As the Nigerian government ponders over where to borrow its next loan, in few weeks, another round of external debt repayment for matured loans put at $2,156,228,000 (N822bn) will begin.
The matured loans repayment scheduled from January to December 2021 will cost the country average monthly pay of $179,686,000(N68.4 billion). This is according to figures published in the World Bank Debtor Reporting System.
January represents the most burden, as Nigeria will be obligated to pay out $529,920,000 (N202bn) to 10 levels of creditors’ type classified under multilateral, bilateral and bonds agreements.
A breakdown of the total amount expected to be paid from the three types of creditors is highlighted hereunder:
Nigeria will pay a total sum of $309.162m under bilateral agreement loans to five countries.
China will get the highest payment of $267,942m, followed by France, $34.103m; India will receive, $5.455m; Germany, $1.516m; and Japan, $146,000.
Under debts incurred through Multilateral agreement loans, a total of $522.608m will be paid to African Development Bank; $122.126m, World Bank IDA; $352,583m; World Bank-IBRD, $28.999m and all other Multilaterals will get $18.897m.
A sizable chunk of the due debt payments will be made to bondholders, $1.3bn, that is over N50 billion.
The debt obligations will not represent the biggest headache for President Muhammdu Buhari. The major worry is how Nigeria will meet these debts obligations due to piling interest rates.
The Central Bank of Nigeria (CBN), in its half-year 2020 economic report, indicates that the country is in a precarious liquidity position and its solvency ratio is becoming unsustainable. What this means is Nigeria might default on its debt obligations.
This is worrisome given that the large chunk of the debt payments are made up of accumulated interests and defaulting could mean extra burden.
Breakdown of the debts shows Nigeria’s actual principal is $1.2 billion – the money that you originally agreed to pay back- while interest payment is $1.07 billion.
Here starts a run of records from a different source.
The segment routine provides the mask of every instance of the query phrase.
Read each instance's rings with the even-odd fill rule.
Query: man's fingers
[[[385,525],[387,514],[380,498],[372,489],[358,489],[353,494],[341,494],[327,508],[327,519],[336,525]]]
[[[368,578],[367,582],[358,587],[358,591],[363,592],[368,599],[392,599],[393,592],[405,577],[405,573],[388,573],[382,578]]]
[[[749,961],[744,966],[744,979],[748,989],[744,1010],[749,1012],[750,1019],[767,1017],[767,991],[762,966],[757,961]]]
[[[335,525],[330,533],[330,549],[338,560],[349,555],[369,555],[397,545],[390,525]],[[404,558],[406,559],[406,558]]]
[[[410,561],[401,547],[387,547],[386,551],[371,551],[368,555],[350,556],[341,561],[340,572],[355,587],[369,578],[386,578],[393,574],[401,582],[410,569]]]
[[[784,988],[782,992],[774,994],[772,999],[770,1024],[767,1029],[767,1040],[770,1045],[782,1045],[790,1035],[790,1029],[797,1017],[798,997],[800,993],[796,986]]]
The CBN, in its economic report had decried the interest payment of N1.15tn in the first half of 2020 for domestic and external debts obligations.
A long held agreed economics theory states that rising debt as a share of the economy would drive up the amount of money governments must pay in interest to borrowers.
Over the years, servicing accumulated debts have come as a serious burden. Nigeria spent ₦943bn in 2015, ₦1.36trn in 2016 and ₦1.66trn in 2017.
Similarly, in 2018, the Federal Government (FG) spent ₦2.23trn on debt servicing while in 2019, it spent ₦2.14trn.
Hence, in Nigeria’s quest to offset its debts, the country has had to borrow even more.
Already, in 2021, Nigeria has earmarked ₦4.28 trillion as a loan to be borrowed.
More and More Borrowing
Ripples Nigeria had reported the federal government was seeking approval from the National Assembly for $1.2 billion loan from Brazil to “revitalise Agriculture” through “The Green Imperative”.
Another $750 million loan facility is also requested to the World Bank which the federal government said is to ramp up the economies of states and improve the quality of lives of the vulnerable.
During the COVID-19 pandemic, the CBN economic report shows “the larger proportion of FGN revenue was devoted to debt service, instead of the socio economic needs of Nigerians”
The last five years have seen Nigeria’s debt increase by 158.33 percent from N12.1 trillion in 2015 to N31 trillion by June 30, 2020. And, the latest rounds of loans from Brazil and the World Bank will push Nigeria’s debt burden past N32 trillion.
Minister of finance, budget, and national planning, Dr Zainab Ahmed has consistently defended the level of borrowing, noting that time will justify the Buhari-led government on the growing debt.
But from all indications, it will take a miracle for this to be actualized, with a dwindling oil market from which a large chunk of Nigeria’s revenue is relied on.
The CBN report further revealed that Nigeria’s debt-to-GDP ratio is currently 19.2 per cent, a level that could seriously affect the growth objectives indicated in Economic Sustainability Plan (ESP) launched by the federal government.
Although Nigeria’s debt-to-GDP ratio is still far off the 40 percent debt limits by IMF for developing countries, the pace at which Nigeria is borrowing is coming at a huge cost.
“Nigeria will continue to fund its debt against the critical socio-economic needs of the population,” CBN warned.